High growth in miss and foreign counters confirms a locality issue.
Once you identified the NUMA performance issues, you can implement some strategies to fix these issues. To do this, proceed to the next step.
Resolving NUMA Bottlenecks
Fixing NUMA bottlenecks is all about taking control back from the operating system. Instead of letting the server guess where to store data, you can use these strategies to force efficient memory usage.
Note: Optimizing memory locality is the first step in high-performance tuning. To fully maximize your server’s throughput after fixing NUMA, you should also apply Linux Kernel Network Tuning.
Disable Zone Reclaim Mode
By default, some Linux kernels set vm.zone_reclaim_mode to 1, which forces the OS to reclaim memory from the local node rather than using free remote memory. This causes high latency spikes.
For most database and application workloads, this should be disabled to let the OS prefer remote allocation.
Check the current mode with the command below:
sysctl vm.zone_reclaim_mode
To disable zone reclaim mode, you must set it to 0:
sysctl -w vm.zone_reclaim_mode=0
To make it permanent, edit the /etc/sysctl.conf le and the following line:
vm.zone_reclaim_mode = 0
Bind Processes to Specific CPUs
For maximum performance, you can force an application to run only on a specific CPU socket and use only its local memory. This option is great for running multiple instances of a database, for example, a MySQL instance per socket.
For example, run myapp only on CPU node 0 and use only memory from node 0 with the command below:
numactl --cpunodebind=0 --membind=0 myapp
This guarantees 100% local memory hits but limits the application to the resources of a single socket.
Spread RAM Across All CPUs
If an application is large, multi-threaded, and needs more RAM than a single socket provides, like MongoDB or large in-memory caches, restricting it to one node will cause NUMA performance issues. Instead, you can use interleaving, which spreads memory pages across all nodes (Round-Robin).
For example, run myapp spreading memory across all available nodes with the command below:
numactl --interleave=all myapp
While this is slower than using only local memory, it prevents random requests from getting stuck with slow access. It also doubles your overall memory speed by using all channels at once.

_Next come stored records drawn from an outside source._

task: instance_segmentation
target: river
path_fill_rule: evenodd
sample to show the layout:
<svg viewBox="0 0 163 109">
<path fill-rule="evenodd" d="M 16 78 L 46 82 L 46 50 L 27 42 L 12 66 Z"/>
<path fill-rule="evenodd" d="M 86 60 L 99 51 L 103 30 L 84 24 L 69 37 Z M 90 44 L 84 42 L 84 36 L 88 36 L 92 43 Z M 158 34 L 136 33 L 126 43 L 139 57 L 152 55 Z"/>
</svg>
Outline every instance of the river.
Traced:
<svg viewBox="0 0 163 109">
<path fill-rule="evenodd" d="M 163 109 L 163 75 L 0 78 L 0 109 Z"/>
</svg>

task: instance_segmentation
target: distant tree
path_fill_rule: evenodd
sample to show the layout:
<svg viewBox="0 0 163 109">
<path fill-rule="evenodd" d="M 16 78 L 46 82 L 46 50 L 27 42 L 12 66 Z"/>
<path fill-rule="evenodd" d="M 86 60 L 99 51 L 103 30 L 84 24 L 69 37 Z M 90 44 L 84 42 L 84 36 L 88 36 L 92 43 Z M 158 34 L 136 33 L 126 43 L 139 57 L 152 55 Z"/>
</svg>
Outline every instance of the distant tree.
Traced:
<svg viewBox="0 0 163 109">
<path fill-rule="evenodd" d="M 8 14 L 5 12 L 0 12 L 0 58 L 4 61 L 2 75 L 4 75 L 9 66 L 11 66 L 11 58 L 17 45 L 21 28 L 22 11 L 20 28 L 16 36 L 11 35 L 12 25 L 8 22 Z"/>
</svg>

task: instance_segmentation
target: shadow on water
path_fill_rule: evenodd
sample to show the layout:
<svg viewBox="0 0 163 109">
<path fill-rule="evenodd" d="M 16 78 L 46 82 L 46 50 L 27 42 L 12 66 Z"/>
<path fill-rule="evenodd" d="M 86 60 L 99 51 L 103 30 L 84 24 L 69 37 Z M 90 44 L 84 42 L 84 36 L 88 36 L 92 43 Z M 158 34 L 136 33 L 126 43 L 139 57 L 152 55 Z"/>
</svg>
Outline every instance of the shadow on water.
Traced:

Note: For architectures that require scaling memory capacity beyond the physical limits of a single server, explore our tutorial on Memory Disaggregation.
FAQs
Which one should I use? CPU Binding or Memory Interleaving?
Use binding for standalone databases like MySQL that can fit entirely inside one CPU’s memory. Use Interleaving for large apps like MongoDB or Java that need more RAM than a single CPU socket offers.
Is disabling zone reclaim mode safe?
Yes. It’s almost always better to access slower remote memory than to have your application freeze while the OS tries to clean up local memory.
Can I fix NUMA issues in the BIOS?
Yes. Enable Node Interleaving in the BIOS to make all memory access uniform. This is the easiest solution, preventing the need for complex commands, though it offers lower peak performance than manual tuning.
Conclusion
Modern Dedicated Server hardware offers huge power, but raw CPU power means nothing if your data is stuck in traffic between sockets. NUMA performance issues are silent killers; they don’t crash your server, they just make it sluggish. Unlock your hardware’s true performance by prioritizing memory locality. Whether you pin for performance or interleave for stability, the goal is control. Don’t let the operating system guess; tell it exactly where to handle your data.